Dünyada 120’ye yakın özel şehir girişimi var
Financial Times’ın aktardığı son değerlendirmeye göre, startup toplumları yalnızca fikir düzeyinde değil; yaklaşık 120 girişim, özel olarak inşa edilen ve geleneksel toplum yapısından kopmak isteyen milyarderleri hedefleyen kent projeleri üzerinde çalışıyor. Bir dönem yalnızca Bioshock gibi distopik eserlerde rastlanan bu fikir, artık küresel bir eğilim haline gelmiş durumda.

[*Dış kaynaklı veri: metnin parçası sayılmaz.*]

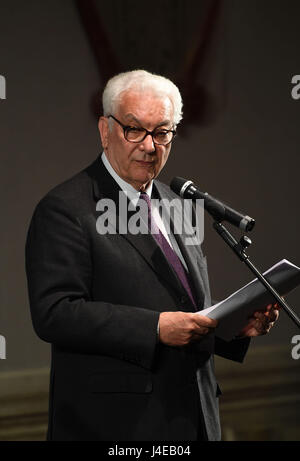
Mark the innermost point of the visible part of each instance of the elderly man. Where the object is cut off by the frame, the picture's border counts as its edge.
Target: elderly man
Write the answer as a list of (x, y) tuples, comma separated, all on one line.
[(131, 358)]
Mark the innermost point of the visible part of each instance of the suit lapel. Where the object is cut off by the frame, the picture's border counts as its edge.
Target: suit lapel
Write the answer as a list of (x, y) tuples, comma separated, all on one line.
[(190, 253), (104, 186)]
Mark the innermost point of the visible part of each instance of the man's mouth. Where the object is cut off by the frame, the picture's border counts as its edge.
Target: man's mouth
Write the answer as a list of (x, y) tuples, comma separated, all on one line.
[(143, 163)]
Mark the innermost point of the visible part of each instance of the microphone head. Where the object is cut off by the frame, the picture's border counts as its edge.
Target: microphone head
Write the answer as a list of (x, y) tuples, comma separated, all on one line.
[(177, 185)]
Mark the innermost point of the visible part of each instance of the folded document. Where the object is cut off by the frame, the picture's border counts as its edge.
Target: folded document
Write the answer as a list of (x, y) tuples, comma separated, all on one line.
[(234, 312)]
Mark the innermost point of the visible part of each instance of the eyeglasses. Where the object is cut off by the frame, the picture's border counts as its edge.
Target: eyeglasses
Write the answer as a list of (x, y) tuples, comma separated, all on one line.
[(159, 136)]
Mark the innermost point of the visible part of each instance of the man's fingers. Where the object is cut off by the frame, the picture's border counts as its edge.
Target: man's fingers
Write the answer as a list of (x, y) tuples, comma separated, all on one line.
[(203, 321)]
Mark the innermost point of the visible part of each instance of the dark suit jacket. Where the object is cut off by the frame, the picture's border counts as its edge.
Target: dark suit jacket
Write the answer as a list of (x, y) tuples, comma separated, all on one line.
[(96, 299)]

Srinivasan’ın Singapur’da yapay ada Forest City’de işlettiği “Network School” da bu girişimlerin bir örneği. Kurum, kendisini “tekno-iyimserler için sınır topluluğu” ve “hizmet olarak toplum” şeklinde tanımlıyor. Aylık 1.500 dolarlık üyelik ücreti, ortak çalışma alanları, yüksek hızlı internet ve ofis kabinleri gibi hizmetlere erişim sağlıyor.
İlgili haber
Forest City, katılımcıların anlattığına göre çoğu zaman bir “hayalet şehir” görünümü taşısa da, üyeler “Rizz101: hayattan istediğini al” ve “Junto: Charlie Kirk’ün Suikasti” gibi seminerlerde bir araya geliyor.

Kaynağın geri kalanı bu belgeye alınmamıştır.